Critical Discussion Points:
- Data Bias: Always acknowledge the potential for bias in bibliographic databases like SCOPUS. While comprehensive, they may not perfectly capture all research output globally. Language bias (favoring English-language publications), publication bias (favoring certain journals or regions), and coverage bias (omitting certain types of publications) are all possibilities to consider.
- Causation vs. Correlation: Co-authorship indicates collaboration, but it doesn’t necessarily imply the *quality* or *impact* of that collaboration. A large number of collaborations might indicate significant activity but not necessarily significant advances.
- Normalization: When comparing countries, it’s essential to consider factors such as population size, GDP, and R&D investment. A country with a smaller population may have fewer publications overall, but its per-capita research output might be very high. Normalization techniques in bibliometrics can help account for these differences.
- Network Structure: This map only shows the *existence* of collaborations. Analyzing the underlying network structure (e.g., identifying centrality measures) could provide deeper insights into which countries play a central role in the global research network and how information flows within the network.
- Temporal Trends: This is a static snapshot. Examining changes in collaboration patterns over time would be very valuable. Are certain collaborations increasing or decreasing in intensity? Are new collaborations emerging?
- Contextual Knowledge: Use your expert knowledge of the specific research area covered by your SCOPUS dataset to interpret these patterns. Are the observed collaborations logical based on the locations of leading research institutions or specific scientific programs? Are there geopolitical factors that might be influencing collaboration patterns?
Next Steps for the Researcher:
1. Further Refinement: If possible, filter the dataset to focus on specific research areas or time periods. This will provide a more focused and nuanced picture of collaboration patterns.
2. Network Analysis: Conduct a more formal network analysis to quantify the strength and characteristics of international collaborations.

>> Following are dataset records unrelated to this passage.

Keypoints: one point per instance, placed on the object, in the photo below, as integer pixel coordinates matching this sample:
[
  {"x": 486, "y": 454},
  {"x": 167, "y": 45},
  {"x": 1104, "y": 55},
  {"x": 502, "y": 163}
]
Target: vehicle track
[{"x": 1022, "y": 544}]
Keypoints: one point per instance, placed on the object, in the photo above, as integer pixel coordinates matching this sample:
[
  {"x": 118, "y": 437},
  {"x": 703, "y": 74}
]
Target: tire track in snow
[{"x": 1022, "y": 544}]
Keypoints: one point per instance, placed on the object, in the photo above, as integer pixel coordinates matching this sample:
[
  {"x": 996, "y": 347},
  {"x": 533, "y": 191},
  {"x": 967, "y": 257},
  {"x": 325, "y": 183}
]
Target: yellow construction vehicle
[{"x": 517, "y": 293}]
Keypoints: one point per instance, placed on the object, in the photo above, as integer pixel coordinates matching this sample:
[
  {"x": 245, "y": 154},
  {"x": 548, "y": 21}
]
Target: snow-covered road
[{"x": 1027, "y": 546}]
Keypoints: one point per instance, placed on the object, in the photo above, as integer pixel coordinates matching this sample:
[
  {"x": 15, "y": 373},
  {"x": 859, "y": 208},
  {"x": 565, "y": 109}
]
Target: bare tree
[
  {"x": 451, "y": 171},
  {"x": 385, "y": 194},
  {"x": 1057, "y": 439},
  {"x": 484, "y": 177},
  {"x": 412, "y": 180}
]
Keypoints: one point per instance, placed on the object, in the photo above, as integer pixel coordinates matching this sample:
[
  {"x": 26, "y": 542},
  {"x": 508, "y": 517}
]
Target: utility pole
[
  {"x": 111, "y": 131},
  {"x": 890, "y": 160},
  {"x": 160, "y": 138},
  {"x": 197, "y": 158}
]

3. Qualitative Analysis: Consider supplementing the bibliometric analysis with qualitative data (e.g., interviews with researchers) to gain deeper insights into the motivations and challenges of international collaboration.
4. Comparison to Other Datasets: Compare your findings to similar analyses using other bibliographic databases (e.g., Web of Science) to assess the robustness of your results.
By carefully considering these points, you can transform this initial visualization into a compelling and informative account of international scientific collaboration within your research domain.